What I now propose is moving to a focus on applying everything we’ve learned about curriculum design and assessment to the grading process in the classroom. In other words, my paradigm agrees with Roscoe’s that “assessment should be about changing what happens in the classroom—what students actually experience as they progress through their courses—so that learning is deeper and more consequential.” My paradigm emphasizes the following.
- Assessing program, general education, and institutional learning outcomes remain an assessment best practice. Those who have found value in these assessments would be encouraged to continue to engage in them and honored through mechanisms such as NILOA’s Excellence in Assessment designation.
- Teaching excellence is defined in significant part by four criteria: (1) the use of research-informed teaching and curricular strategies, (2) the alignment of learning activities and grading criteria to stated course objectives, (3) the use of good quality evidence, including but not limited to assessment results from the grading process, to inform changes to one’s teaching, and (4) active participation in and application of professional development opportunities on teaching including assessment.
- Investments in professional development on research-informed teaching practices exceed investments in assessment.
- Assessment work is coordinated and supported by faculty professional development centers (teaching-learning centers) rather than offices of institutional effectiveness or accreditation, sending a powerful message that assessment is about improving teaching and learning, not fulfilling an external mandate.
- We aim to move from a paradigm of assessment, not just to one of improvement as Roscoe proposes, but to one of evidence-informed improvement—a culture in which the use of good quality evidence to inform discussions and decisions is expected and valued.

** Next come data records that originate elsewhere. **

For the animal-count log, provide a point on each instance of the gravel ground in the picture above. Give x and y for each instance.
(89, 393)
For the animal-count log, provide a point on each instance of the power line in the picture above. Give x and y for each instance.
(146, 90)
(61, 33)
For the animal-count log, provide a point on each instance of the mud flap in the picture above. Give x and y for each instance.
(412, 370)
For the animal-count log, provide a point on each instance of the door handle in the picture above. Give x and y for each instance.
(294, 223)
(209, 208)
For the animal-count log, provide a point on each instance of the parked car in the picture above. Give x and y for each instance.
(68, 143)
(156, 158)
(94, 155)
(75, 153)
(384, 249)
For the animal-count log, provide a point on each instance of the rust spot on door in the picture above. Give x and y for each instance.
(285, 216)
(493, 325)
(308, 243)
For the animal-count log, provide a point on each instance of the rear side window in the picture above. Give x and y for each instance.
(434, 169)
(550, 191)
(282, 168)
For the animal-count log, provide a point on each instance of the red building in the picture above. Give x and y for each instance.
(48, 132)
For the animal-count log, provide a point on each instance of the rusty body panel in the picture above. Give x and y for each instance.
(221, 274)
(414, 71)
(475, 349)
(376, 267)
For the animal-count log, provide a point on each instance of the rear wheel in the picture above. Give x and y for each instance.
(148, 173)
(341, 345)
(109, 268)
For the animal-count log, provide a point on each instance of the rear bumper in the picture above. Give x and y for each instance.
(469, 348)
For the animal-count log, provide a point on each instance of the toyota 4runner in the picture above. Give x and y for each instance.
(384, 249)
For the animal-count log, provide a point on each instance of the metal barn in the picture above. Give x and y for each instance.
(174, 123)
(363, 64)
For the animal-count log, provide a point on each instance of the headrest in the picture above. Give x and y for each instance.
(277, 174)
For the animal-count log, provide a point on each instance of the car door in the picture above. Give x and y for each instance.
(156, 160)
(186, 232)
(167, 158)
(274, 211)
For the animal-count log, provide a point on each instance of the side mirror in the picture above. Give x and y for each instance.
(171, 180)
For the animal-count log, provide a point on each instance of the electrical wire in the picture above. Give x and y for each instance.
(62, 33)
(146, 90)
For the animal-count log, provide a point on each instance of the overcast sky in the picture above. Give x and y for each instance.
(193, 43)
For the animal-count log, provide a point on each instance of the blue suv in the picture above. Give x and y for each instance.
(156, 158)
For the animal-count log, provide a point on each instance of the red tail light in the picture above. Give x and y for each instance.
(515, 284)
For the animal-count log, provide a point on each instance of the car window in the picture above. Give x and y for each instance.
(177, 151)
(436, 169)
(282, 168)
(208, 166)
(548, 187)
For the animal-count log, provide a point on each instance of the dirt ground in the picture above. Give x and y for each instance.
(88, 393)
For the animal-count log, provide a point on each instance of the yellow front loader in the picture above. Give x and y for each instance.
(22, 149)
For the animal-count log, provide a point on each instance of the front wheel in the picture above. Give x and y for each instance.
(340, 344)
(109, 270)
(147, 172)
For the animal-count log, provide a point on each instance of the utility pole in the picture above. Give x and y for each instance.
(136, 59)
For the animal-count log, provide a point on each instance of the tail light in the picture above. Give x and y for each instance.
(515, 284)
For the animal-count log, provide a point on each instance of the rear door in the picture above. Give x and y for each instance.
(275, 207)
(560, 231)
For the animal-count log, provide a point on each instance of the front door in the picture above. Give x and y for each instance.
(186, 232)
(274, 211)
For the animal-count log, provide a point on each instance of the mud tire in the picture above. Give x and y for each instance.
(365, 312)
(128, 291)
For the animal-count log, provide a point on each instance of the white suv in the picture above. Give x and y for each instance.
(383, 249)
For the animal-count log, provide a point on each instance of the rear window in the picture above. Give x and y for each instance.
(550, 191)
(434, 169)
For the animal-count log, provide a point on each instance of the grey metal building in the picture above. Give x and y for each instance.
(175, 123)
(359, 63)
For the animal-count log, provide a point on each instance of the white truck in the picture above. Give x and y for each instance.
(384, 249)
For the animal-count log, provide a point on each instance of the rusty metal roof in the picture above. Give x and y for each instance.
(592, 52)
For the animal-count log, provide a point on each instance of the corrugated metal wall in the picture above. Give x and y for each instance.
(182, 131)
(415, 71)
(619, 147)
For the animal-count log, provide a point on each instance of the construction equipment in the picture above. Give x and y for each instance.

- If assessment is done well, it’s a natural part of the teaching-learning process, not a burdensome add-on responsibility. The extra work is in reporting it to accreditors. This extra work can’t be eliminated, but it can be minimized and made more meaningful by establishing the expectation that reports address only key learning outcomes in key courses (including program capstones), on a rotating schedule, and that course assessments are aggregated and analyzed within the program review process.